Oh man, I will keep listening to see what you figure out because I am that person. The one who no does not exist to. At work. At home. To friends. To family. It doesn't matter.

It is the reason that I come home from a long day at work to watch my niece until nine at night. (in addition to my son.) It is the reason I take on so much at work that I have to go in early and eat lunch at my desk just so I can get off at a decent time to see my son. It is the reason I will change my own plans to protect the feelings of a friend who wanted to do something differently than I did. I am always the fixer, the compromiser, the yes girl for everybody but myself. And many of the relationships where I'm constantly the yes girl, I never get to be on the recieving end of the yes's. It's a vicious cycle.

I have learned to change this some but still have a long way to go. I have learned now as a working mother that my first job is being a mother, everything else is secondary. My job, it's just a job. I like my job but it is not who I am, it is what I do during the day. That wasn't always the case. I used to work like it was the only thing that defined me. Now my real work is at home. He's "three and one two years old" (3 1/2) and he calls me momma. No extra project at work is worth missing extra time with him. That helps me to say no more often at work. Don't get me wrong I'm still a good employee and hard worker, but I don't take on so much that everybody else has breaks while I'm trying to catch my tail all day doing their work I volunteered for when they were "so busy."
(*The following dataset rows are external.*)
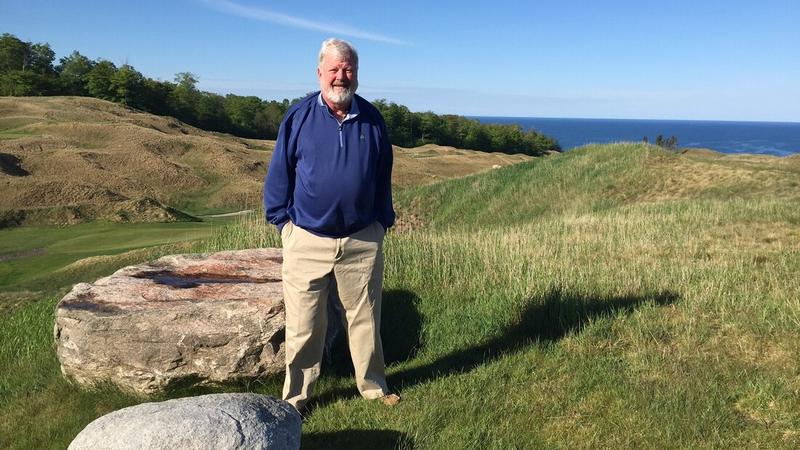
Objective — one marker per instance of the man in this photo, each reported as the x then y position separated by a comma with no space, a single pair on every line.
328,191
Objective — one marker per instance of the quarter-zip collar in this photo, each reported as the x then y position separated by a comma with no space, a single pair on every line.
352,111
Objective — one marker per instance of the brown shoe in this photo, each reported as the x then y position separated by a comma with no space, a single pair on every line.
390,399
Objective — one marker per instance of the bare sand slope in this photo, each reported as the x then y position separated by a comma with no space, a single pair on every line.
73,159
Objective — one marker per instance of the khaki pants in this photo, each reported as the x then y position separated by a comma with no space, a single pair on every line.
310,263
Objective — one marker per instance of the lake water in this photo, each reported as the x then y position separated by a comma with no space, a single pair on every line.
768,138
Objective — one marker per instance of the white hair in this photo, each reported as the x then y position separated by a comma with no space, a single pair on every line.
340,48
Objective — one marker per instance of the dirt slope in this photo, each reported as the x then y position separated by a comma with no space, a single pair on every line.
73,159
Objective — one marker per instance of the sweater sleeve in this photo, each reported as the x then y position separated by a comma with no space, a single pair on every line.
383,192
279,183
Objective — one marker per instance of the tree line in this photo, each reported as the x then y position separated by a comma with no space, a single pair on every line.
29,69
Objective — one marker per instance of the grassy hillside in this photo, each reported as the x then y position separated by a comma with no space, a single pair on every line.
614,296
66,160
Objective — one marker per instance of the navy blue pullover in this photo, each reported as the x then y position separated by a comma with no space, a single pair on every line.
329,178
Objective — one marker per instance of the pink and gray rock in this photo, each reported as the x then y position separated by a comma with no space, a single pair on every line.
216,421
200,318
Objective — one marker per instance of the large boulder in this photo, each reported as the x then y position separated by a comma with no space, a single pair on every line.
198,318
213,422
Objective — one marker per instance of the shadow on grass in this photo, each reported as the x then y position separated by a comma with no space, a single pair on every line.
356,439
544,320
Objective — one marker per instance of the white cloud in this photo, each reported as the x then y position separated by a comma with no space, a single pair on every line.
266,15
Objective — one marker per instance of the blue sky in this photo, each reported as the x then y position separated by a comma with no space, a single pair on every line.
734,60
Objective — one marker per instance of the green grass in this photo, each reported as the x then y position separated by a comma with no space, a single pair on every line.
52,249
600,298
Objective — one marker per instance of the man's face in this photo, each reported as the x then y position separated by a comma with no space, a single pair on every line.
338,79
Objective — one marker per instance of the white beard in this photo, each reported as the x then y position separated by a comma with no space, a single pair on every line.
340,96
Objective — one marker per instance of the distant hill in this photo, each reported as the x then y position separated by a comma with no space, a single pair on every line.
75,159
602,177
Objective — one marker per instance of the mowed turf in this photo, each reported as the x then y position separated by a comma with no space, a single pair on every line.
44,258
614,296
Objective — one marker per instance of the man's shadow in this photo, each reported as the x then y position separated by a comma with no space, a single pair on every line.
543,320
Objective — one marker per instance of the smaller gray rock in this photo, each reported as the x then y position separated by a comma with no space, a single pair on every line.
213,422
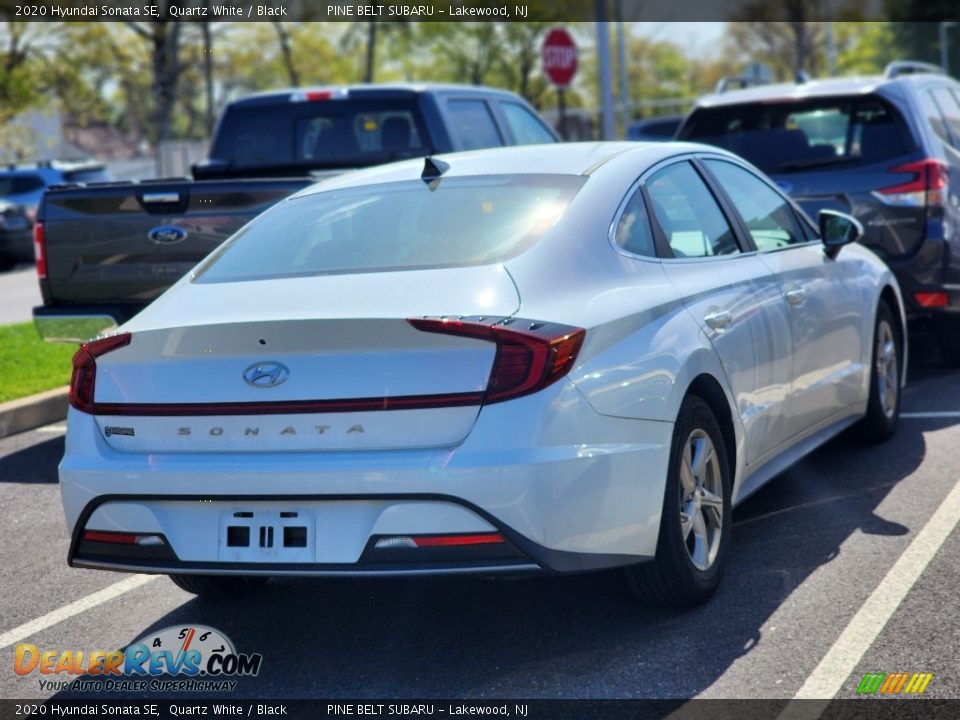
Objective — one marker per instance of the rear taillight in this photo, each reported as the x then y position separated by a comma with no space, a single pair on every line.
84,378
928,186
932,299
530,355
40,250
Being a momma has also made me learn that sometimes your family really needs you to take a day and chill at home and that's important too. And I've learned it's okay to call up somebody you had casual plans with and say "So and so really needs some one on one attention tonight so we're going to stay in. Thanks for the invite though and we will definitely take a raincheck on storytime. Let me know when it is." That kind of response not too long ago would've literally made my skin crawl just thinking of it. How dare I cancel after I said I would go? But if it is what my family needs, than I have to swallow that and be okay with it. It's usually not as heart breaking and earth shattering as it is when I pictured the let down. I dont' make a habit of cancelling things, but there are moments when it's appropriate and those are the moments that I've finally learned to be able to do so.

Anonymous said...

whoops, it told me I exceeded the maximum, but the rest of what I was saying was...
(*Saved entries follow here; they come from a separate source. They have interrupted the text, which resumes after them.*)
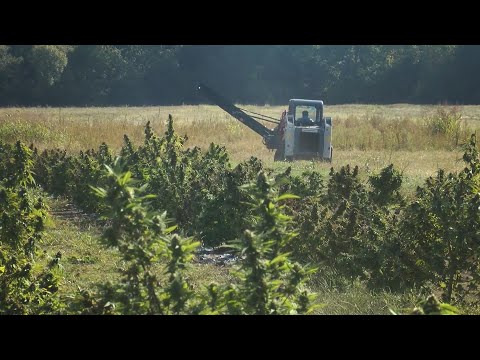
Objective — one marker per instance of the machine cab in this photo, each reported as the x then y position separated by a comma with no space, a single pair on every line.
307,132
305,112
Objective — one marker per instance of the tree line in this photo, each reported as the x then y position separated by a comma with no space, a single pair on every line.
135,75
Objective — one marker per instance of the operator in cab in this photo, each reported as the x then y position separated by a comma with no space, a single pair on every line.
305,120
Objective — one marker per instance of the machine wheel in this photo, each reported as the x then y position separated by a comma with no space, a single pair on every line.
279,155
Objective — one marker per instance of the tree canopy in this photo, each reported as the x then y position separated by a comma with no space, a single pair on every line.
103,75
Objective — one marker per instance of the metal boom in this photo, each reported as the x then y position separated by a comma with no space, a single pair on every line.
236,112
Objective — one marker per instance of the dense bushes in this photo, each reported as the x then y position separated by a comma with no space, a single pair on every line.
362,229
26,287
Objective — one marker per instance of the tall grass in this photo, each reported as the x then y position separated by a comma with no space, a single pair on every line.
371,136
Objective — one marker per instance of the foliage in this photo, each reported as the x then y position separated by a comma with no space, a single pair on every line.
26,287
165,74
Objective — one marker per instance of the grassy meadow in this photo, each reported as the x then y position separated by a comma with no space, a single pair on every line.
370,136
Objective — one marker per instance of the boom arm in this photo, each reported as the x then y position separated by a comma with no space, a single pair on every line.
236,112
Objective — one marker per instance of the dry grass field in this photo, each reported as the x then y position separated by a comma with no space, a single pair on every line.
370,136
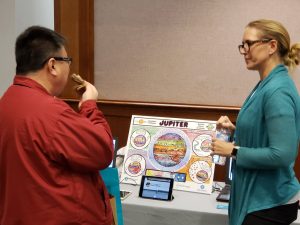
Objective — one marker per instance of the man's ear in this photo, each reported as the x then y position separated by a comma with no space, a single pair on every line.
52,67
273,47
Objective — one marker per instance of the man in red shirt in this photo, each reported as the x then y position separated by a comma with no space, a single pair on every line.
49,154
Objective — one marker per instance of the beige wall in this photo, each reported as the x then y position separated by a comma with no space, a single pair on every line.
15,16
180,51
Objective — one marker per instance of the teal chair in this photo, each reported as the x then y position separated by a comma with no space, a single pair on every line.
110,177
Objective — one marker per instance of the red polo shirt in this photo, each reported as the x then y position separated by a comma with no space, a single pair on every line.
49,159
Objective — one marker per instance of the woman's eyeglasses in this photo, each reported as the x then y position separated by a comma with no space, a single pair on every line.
245,46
But, when it comes to my family I am still not able to say no. Are you coming to the baby shower for so and so? Well the trip really isn't in my budget right now, I'll send a gift though. Oh, but it will be the first baby in the family, you really need to be there. You will be the only one not there. My answer is yes, I'll be there. My mind says are you kidding me? First baby in the family? Does that mean I can't bring the two year old because last time I checked he was the first baby in the family even though he was born outside of marriage. By the way, still waiting on my shower. But sure I'll travel the seven hours to say congratulations to the expectant married parents of the first baby in the family. Hmph!
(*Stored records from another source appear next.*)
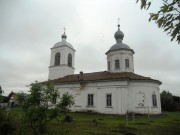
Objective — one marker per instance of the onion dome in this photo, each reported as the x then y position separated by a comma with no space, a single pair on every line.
119,35
63,42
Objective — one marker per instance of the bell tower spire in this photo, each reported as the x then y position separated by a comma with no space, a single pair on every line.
62,59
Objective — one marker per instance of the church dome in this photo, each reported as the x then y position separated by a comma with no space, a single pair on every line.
63,42
119,46
119,35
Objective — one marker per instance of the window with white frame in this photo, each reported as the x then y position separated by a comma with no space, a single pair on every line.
108,65
117,65
90,100
57,59
154,100
127,63
108,100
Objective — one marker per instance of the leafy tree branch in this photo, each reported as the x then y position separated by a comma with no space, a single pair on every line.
167,18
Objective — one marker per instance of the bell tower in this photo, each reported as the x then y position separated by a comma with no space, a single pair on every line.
62,59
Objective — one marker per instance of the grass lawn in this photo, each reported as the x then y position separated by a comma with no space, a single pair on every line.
168,123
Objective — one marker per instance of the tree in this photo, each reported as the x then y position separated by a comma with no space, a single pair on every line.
167,18
38,111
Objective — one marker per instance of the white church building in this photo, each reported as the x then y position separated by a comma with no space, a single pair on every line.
115,91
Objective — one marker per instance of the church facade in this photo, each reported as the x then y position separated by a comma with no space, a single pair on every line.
115,91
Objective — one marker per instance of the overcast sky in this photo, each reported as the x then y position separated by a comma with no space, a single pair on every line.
29,28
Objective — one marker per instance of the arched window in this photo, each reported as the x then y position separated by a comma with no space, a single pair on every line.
154,99
127,63
70,60
57,59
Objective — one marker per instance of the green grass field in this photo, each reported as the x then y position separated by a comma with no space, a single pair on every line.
168,123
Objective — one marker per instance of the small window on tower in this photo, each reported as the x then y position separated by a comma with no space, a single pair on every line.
70,60
127,63
117,65
57,59
154,99
108,65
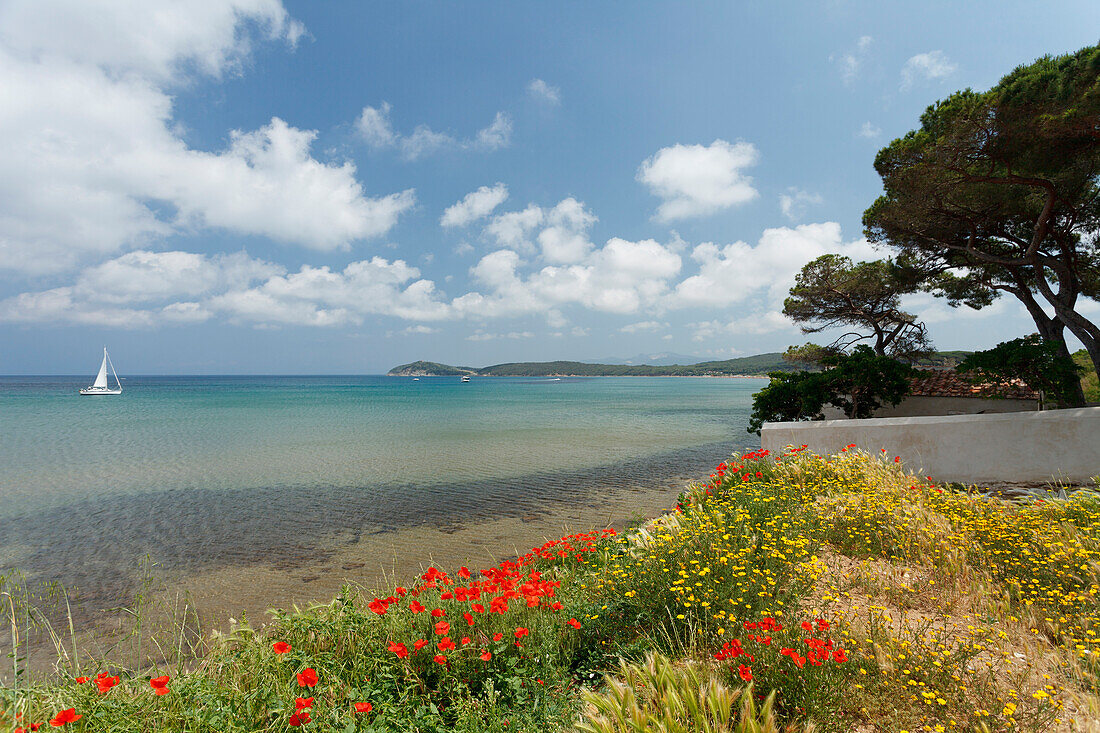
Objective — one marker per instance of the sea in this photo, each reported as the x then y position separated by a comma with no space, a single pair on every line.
255,492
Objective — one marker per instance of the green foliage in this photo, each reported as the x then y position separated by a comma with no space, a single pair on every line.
831,292
858,383
998,192
1035,362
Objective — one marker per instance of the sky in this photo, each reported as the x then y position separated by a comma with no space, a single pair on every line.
254,186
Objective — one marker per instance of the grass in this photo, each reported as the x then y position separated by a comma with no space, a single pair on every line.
785,592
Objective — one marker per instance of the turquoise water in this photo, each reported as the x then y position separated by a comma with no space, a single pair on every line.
206,471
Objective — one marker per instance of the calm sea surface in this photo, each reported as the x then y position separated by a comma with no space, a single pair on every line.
204,473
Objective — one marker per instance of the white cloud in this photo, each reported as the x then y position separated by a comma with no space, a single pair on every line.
869,131
92,162
737,273
474,206
644,326
376,130
850,62
928,66
697,181
543,91
794,203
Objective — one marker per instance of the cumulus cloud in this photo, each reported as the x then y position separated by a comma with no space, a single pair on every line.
851,62
644,326
932,66
695,181
739,272
545,93
376,130
475,205
92,162
794,203
145,288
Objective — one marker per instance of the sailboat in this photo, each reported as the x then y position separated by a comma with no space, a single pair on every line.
100,385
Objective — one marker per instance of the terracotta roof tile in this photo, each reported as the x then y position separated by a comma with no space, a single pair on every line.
947,383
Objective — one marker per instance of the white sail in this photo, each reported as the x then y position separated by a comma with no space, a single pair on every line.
101,378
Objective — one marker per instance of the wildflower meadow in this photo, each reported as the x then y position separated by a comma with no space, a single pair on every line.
783,592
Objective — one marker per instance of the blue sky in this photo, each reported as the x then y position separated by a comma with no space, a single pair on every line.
262,187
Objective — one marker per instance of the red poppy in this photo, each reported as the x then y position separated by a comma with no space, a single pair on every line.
105,682
64,718
160,685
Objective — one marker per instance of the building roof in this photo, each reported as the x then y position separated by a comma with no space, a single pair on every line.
947,383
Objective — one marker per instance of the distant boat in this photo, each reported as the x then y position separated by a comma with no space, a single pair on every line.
99,386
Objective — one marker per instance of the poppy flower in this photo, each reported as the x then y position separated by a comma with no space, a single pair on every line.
105,682
65,717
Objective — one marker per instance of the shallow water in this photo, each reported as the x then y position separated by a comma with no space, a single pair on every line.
287,485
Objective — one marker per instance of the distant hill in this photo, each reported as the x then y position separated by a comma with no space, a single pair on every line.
430,369
748,365
756,365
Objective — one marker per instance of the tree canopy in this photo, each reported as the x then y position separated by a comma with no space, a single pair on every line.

And then of course there's my sister who casually said "can you pick up Lilly from daycare for a week until I figure something out or get my schedule changed? Sure, no problem. And it wasn't a problem the first week. It wasn't even the first month. But here we are three months later and I still have my niece every night till nine. Now don't get me wrong I love my niece very very much but I am now watching her five hours a day for the last thre months and my sister has made no effort to change that. I mean why would she really? Because I would never stop her. Lately she's even stopping to do her tanning or grocery shopping on the way home from work without calling to say she'll be late. I'm being walked all over and all I get is a call at 10:30 that wakes up both kids to say, Can you have Lilly ready and bring her out to the car, I'm really tired and don't feel like running inside to get her. "Ummm I'm in bed." "Well just throw some shoes and a coat on with your pajamas." Yeah.... somethings gotta change with that situation.